Awalnya tentu saja sedikit nervous, apalagi sudah cukup lama aku tidak pernah berbincang-bincang dengan orang dari luar negeri. Apalagi jika harus menjadi perantara antara sang pembicara yang notabene orang luar dengan para peserta yang orang kita. Mungkin beberapa dari peserta cukup paham sedikit-sedikit Bahasa Inggris, tapi untuk menyampaikan apa yang ingin mereka tanyakan mungkin yang agak berat. Satu hal lagi, Sean adalah orang Australia, yang dialeknya tentu saja berbeda dengan orang Amerika Serikat atau Inggris. Dan sejujurnya aku sebenarnya lebih familiar dengan dialek Amerika karena sejak kecil memang sudah “dijejali” dengan film-film Amerika atau lagu-lagu Amerika yang sengaja dibiasakan almarhum Bapak supaya kami tidak asing dengan Bahasa Inggris. Dan karena Bapak juga bekerja di lingkungan yang lebih banyak orang Amerikanya (PT. CPI Rumbai), dan kebetulan pembimbing skripsi Bapak jaman kuliah dulu juga orang Amerika, jadinya Bapak juga membiasakan kami dengan dialek Amerika. Waktu kelas 2 SD saja lagu favoritku “It’s Now or Never”-nya Elvis Presley.. 



Untungnya Sean adalah orang yang sangat kooperatif dan cukup ramah. Jadi walaupun awalnya aku agak canggung, tapi pada akhirnya semua berjalan dengan lancar. Semua pertanyaan para peserta dijawab dengan memuaskan oleh Sean dan sepertinya para peserta juga puas dengan hasil terjemahan lisanku. Sean M. Whelan adalah seorang penyair asal Melbourne, Australia, yang telah menelurkan dua buku kumpulan puisinya yaitu Love is the New Hate dan Tattooing the Surface of the Moon. Sean juga memiliki latar belakang yang cukup unik karena selain sebagai penyair, beliau juga seorang DJ (Disc Jockey), bekerja di perusahaan rekaman, menulis skenario drama, dan juga mempunyai sebuah kelompok band bernama The Interim Lovers yang telah menelurkan satu album yaitu Softly and Suddenly pada bulan Oktober 2010. Beliau juga mengajarkan sastra di sekolah-sekolah, sebagai pengabdiannya terhadap bidang yang dicintainya ini. Beliau juga mempunyai sebuah program bernama Babble dan koordinator dari Liner Notes, yang keduanya merupakan program musikalisasi puisi yang rutin diselenggarakannya di kafe-kafe di daerah asalnya.
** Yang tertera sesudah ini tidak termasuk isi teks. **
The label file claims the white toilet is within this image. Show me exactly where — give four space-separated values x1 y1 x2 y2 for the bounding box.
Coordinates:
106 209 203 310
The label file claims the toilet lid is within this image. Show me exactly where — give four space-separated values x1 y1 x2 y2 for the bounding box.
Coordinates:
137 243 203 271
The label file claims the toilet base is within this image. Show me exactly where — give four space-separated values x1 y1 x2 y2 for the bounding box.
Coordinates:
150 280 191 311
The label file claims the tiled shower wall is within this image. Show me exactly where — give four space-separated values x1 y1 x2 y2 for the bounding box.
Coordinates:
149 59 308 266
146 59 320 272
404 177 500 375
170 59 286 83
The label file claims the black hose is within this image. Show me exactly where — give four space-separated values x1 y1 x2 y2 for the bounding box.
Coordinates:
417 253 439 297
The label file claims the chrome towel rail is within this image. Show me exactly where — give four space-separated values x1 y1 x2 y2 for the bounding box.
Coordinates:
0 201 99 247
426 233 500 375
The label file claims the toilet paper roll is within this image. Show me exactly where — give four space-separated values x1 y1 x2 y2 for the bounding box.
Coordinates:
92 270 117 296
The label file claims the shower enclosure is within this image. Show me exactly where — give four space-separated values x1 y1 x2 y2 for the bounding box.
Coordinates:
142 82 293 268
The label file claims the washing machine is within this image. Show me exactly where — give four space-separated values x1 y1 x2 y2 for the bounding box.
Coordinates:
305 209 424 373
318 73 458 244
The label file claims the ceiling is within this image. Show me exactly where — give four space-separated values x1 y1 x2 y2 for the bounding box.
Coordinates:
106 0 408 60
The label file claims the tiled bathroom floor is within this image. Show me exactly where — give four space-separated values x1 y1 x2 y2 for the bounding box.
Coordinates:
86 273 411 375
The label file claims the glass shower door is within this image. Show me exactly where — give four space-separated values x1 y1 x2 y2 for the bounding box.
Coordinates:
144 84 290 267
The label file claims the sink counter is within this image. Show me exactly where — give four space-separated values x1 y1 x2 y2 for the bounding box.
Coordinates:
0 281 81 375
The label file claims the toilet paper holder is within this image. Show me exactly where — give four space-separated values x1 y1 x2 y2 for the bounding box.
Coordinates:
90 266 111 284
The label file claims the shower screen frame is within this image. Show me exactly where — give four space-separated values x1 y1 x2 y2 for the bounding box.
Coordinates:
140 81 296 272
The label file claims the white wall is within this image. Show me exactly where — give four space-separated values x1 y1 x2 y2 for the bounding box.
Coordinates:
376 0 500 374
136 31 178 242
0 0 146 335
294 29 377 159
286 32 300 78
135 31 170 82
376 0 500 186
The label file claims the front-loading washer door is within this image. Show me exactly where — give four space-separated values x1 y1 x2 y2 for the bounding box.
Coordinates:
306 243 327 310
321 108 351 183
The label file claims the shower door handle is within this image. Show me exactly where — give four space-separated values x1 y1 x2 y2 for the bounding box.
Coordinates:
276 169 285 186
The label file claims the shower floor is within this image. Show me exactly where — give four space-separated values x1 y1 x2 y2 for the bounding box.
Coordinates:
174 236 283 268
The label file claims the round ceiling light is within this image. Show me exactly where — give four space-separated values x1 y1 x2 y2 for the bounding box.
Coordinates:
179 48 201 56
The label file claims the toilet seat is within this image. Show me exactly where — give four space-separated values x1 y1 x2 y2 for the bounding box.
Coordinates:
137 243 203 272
Para peserta Diskusi Sastra Satellite Event Ubud Writers and Readers Festival 2011 berasal dari berbagai kalangan seperti dari Balai Bahasa Riau, mahasiswa Universitas Riau, mahasiswa UIN Suska Riau, mahasiswa Universitas Abdurrab, perwakilan Forum Lingkar Pena (FLP) Pekanbaru, dan lain-lain, serta dari individu yang tertarik dengan bidang ini. Dalam diskusi ini, para peserta kebanyakan menanyakan tentang proses kreatif, bagaimana mengatasi kebuntuan dalam menulis, apa saja jenis-jenis puisi, bagaimana kesan-kesan para penulis dalam menghadiri acara Ubud Writers and Readers Festival 2011 di Bali itu sendiri, dan khusus kepada Sean, mereka juga menanyakan bagaimana perkembangan sastra terutama puisi di negeri asalnya, Australia. Ternyata di Australia, keberadaan sastra tidak jauh berbeda dengan di Indonesia, yaitu juga masih belum terlalu akrab bagi masyarakatnya, meski tidak semengenaskan sastra di Indonesia. Di sekolah-sekolah di Australia, pengajaran sastra di sekolah juga masih bersifat umum, namun murid-murid yang tertarik mendalaminya dapat mengambil pelajaran tambahan diluar jam sekolah dalam bidang ini. Selain itu, yang mungkin patut membuat kita sedikit “iri” terhadap mereka adalah adanya perhatian dari Pemerintah berupa bantuan dana bagi warganya untuk menerbitkan sebuah buku, menyelenggarakan even-even sastra, dan sebagainya. Kita tinggal mengajukan proposal permintaan dananya, dan Pemerintah akan bersedia memberikannnya, dengan catatan benar-benar dilaksanakan dengan baik dan penuh tanggung jawab. Di negeri kita, mungkin sah-sah saja kita mengajukan permohonan bantuan dana, tapi mungkin persetujuannya ditangguhkan untuk jangka waktu yang tidak ditentukan.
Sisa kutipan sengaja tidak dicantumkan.